While this may suffice to lift the darchei Emori ban, it is hard to justify their overriding Shabbat and kosher if they do indeed lack strong empirical evidence. Similarly, in terms of satisfying the basic requirement of every person to seek healing, it would seem that halachah would require one to seek the most efficacious treatment known, as characterized by the higher standard of Maimonides above.23

Contemporary Halachic Positions

On a more contemporary level, there are several recent poskim (halachic experts and adjudicators) who discuss aspects of this issue. Rabbi Shmuel Wosner, one of the great halachic poskim of post-war Jewry, was asked about homeopathy. In his responsum he reasserts several points of our above discussion, including that there are two standards of efficacy and only the higher one may override elements of halachah.24 However, he maintains that ultimately the only deciding factor is the degree of empirical evidence supporting any given therapy,25 and that if a therapy such as homeopathy was able to demonstrate true empirical evidence of efficacy, then there would be no reason not to classify it as “conventional” as any other conventional therapy.

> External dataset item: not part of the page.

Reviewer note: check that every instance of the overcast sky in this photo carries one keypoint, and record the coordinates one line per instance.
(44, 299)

With respect to whether one may seek out unconventional therapies in the quest for healing, there are several other halachic experts who state that unconventional therapies may only be used if they complement conventional therapy, not as an alternative to conventional therapy, and even then, only if there are no negative side effects.26

There are several letters from the Lubavitcher Rebbe on this matter.27 The Rebbe seems to take the approach that one may be allowed to utilize unconventional therapies if one can demonstrate the exact nature and extent of the success of that therapy. In one letter,28 when asked about a healer who “healed without medicines,” the Rebbe writes, “It’s not understood why one would seek paths not well understood, considering that the Torah gave permission for the doctor to heal . . .”

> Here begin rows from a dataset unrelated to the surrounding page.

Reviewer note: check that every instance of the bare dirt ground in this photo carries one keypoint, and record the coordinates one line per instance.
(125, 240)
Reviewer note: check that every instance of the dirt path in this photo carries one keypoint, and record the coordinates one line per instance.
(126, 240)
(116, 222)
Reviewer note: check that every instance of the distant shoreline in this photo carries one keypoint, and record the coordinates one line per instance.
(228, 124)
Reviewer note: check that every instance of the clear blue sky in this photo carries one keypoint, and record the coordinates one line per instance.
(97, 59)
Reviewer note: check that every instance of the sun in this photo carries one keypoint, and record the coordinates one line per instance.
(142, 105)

In another case, the opinions of the conventional doctors and naturopathic healers were in direct opposition regarding the care of a critically ill patient. The Rebbe instructed the family to ask a halachic expert, and agreed that they should consult with Rabbi Shlomo Zalman Auerbach.29 Rabbi Auerbach ruled that they should follow the opinion of the regular doctors, since more people work in that field, and they are therefore able to invest much more in research and development.30


To summarize, the main contemporary halachic determinant in the discussion between conventional and unconventional therapies seems to rest primarily upon the degree of efficacy demonstrated by any given therapy, which contemporary halachah discusses in qualitative and relative terms.

Only therapies with strong empirical backing may override halachah in certain circumstances; in addition, when seeking healing, one must seek the therapies with more empirical data over those with less data (although, generally speaking, the latter are nonetheless exempt from the darchei Emori ban).

May we each be blessed with true health, health that precedes and preempts the sickness,31 and may we witness the ultimate healing of our nation with the coming of Moshiach, speedily in our days.